# I've been interested in "critical transitions" before, and recently read Nassim Taleb's book Antifragility (essentially about concave impact from risk realisations, combined with fat tailed risks), but this Less Wrong post suggests a link: Anticipating Critical Transitions.
# Miles Kimball links to posts on negative nominal interest rates including this from Willem Buiter: The wonderful world of negative nominal interest rates, again
# The basic thesis of Iain MacWhirter's 'Low pay is a cause of stagnation, not a consequence of it' is pretty standard. But the conclusion gets to the crux of the economic case for independence. Rather than the analysing the pounds and pence of the current fiscal situation, the debate should be focussed on whether the following is correct, and if so, the constitutional settlement that will best address it:
"Scotland has to reconnect with its manufacturing past. Scotland was one of the most advanced industrial civilisations in the world a century ago, a cradle of the industrial revolution. There was nothing inevitable about Scotland's industrial collapse – it was the result of economic policies that allowed Britain to become grossly over centralised in the South East of England.
And it's still happening, with the London Mayor, Boris Johnson, launching his “Vision for 2020” this week, demanding even more national wealth being poured into the infrastructure of the metropolis, in order to make one of the most congested regions on the planet even more congested.Whatever happens in the Scottish independence referendum, the priority has to be preventing this relentless southern vortex of wealth and power from sucking the economic life out of Scotland and turning this country into a tartan theme park. Scots may be unconvinced about the merits of formal independence, but there is a greater understanding today about the causes of Scotland's decline than ever before, and a greater determination to reverse it. That should be the top line on the manifesto of every party in Scotland in 2014."
Gerry Hassan's 'Living on an Island: Scotland and the London Question' is another good piece on a similar theme.
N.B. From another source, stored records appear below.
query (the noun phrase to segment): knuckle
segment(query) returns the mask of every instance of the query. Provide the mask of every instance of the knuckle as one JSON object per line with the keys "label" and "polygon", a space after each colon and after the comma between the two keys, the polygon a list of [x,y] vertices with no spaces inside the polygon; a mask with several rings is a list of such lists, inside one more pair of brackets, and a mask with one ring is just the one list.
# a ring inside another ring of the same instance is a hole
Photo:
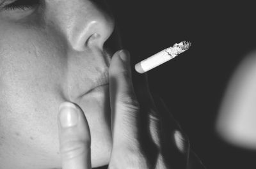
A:
{"label": "knuckle", "polygon": [[125,108],[134,111],[140,110],[140,103],[134,94],[121,96],[121,98],[120,102]]}
{"label": "knuckle", "polygon": [[60,152],[64,160],[83,156],[90,151],[90,141],[68,140],[61,143]]}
# I really need to look at and understand Steve Keen and this post looks like a good place to start: Gasping in Krugman's ocean of theory
# Another excellent post from Interfluidity that rationalises the accumulation of scale and interconnectedness in regulated finance, and the accumulation of information in regulated surveillance, as consequence of organisational evolution - and in particular the role that regulation plays in this evolution.